Esta vez el teniente levantó la cabeza, pero la mirada que posó sobre Steve, como sin intención, por descuido, seguía siendo indiferente. No por ello dejó Steve de sonrojarse, dudó y tragó saliva antes de balbucear:
Bueno, en realidad, yo había salido del coche un momento frente a un bar y…
El teniente le detuvo con un gesto.
—Creo que será mejor que empecemos por el principio. ¿Cuánto tiempo llevan casados?
Once años.
¿Qué edad tiene su esposa?
Treinta y cuatro años.
—¿También trabaja?
Si, para la firma Schwartz & Taylor, en el 625 de la Quinta Avenida.
Se aplicaba a responder correctamente, dejando poco a poco a un lado la idea de que esas preguntas no tenían ninguna importancia. El teniente no era mucho mayor que él. Llevaba una alianza y probablemente tenía hijos. Por lo que él podía calcular, ganaban aproximadamente lo mismo, tenían el mismo tipo de casa y de vida familiar. En ese caso, ¿por qué no se sentía más a gusto frente a él? Desde hacía cinco minutos volvía a experimentar su timidez de colegial ante sus maestros, la misma que había sentido durante mucho tiempo en presencia de su jefe y que nunca había perdido con respecto al señor Schwartz.
—¿Hijos?
—Dos, un chico y una chica.
No esperó la siguiente pregunta.
La chica tiene diez años y el chico ocho.

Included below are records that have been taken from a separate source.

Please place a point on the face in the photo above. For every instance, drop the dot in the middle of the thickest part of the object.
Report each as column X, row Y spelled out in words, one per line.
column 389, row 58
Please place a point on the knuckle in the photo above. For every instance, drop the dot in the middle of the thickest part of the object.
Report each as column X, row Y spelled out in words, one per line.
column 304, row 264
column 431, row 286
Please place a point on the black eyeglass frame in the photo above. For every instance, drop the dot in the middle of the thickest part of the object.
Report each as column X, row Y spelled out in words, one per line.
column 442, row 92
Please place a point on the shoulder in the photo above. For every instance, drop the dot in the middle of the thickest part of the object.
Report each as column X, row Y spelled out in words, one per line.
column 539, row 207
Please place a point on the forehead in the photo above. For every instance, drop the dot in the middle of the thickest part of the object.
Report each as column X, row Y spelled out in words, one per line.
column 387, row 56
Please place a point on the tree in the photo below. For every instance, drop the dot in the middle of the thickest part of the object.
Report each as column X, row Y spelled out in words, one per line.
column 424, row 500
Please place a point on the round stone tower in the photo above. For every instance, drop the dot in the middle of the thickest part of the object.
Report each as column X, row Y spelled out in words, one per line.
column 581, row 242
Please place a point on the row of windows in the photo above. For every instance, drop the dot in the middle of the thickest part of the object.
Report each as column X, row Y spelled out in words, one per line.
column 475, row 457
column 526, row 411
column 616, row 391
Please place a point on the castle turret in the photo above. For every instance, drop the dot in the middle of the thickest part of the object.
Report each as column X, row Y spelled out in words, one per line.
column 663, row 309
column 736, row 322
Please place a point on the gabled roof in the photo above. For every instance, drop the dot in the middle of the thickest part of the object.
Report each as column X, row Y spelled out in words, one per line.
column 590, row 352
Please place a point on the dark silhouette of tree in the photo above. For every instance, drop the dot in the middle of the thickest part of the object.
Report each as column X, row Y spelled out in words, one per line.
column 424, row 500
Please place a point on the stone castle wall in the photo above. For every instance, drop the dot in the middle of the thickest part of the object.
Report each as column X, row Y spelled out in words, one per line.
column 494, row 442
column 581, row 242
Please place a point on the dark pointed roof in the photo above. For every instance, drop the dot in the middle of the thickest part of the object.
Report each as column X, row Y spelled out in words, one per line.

Los dos han pasado el verano en el campamento Walla Walla, en el Maine, en la propiedad de los señores Keane, y ayer habíamos emprendido viaje para ir a buscarlos.
Steve habría apreciado una sonrisa, una señal de ánimo, pero el teniente se conformaba con escribir, y Steve no sabía lo que escribía. Había intentado en vano leerlo al revés. El teniente no era un hombre huraño, arisco o amenazador. Cabía la posibilidad de que también estuviera cansado, ya que se había pasado la noche patrullando y sin dormir. Pero al menos había podido afeitarse y bañarse.
—¿A qué hora salieron de Nueva York?
A las cinco y algunos minutos, digamos a las cinco y veinte lo más tarde.
—¿Fue usted a buscar a su esposa a su oficina?
—No, nos reunimos como de costumbre en un bar de la calle 45.
—¿Qué bebió usted?
—Un Martini. Después pasamos por nuestra casa para comer algo y recoger el equipaje.
—¿Bebió algo una vez en su casa?
—No.
Dudó antes de mentir. Y se vio obligado, para tranquilizarse, a decirse que no estaba declarando bajo juramento. No comprendía por qué le interrogaban tan minuciosamente cuando, realmente, se encontraba allí para reconocer a su mujer que había sido asaltada en la carretera.
Y aún se sintió más incómodo cuando vio aparecer en el marco de la puerta al anciano de la silla de ruedas, que le miraba y que, debido a su labio colgante y a su rostro paralizado, parecía burlarse de él en silencio.
El teniente no prestó ninguna atención al viejo.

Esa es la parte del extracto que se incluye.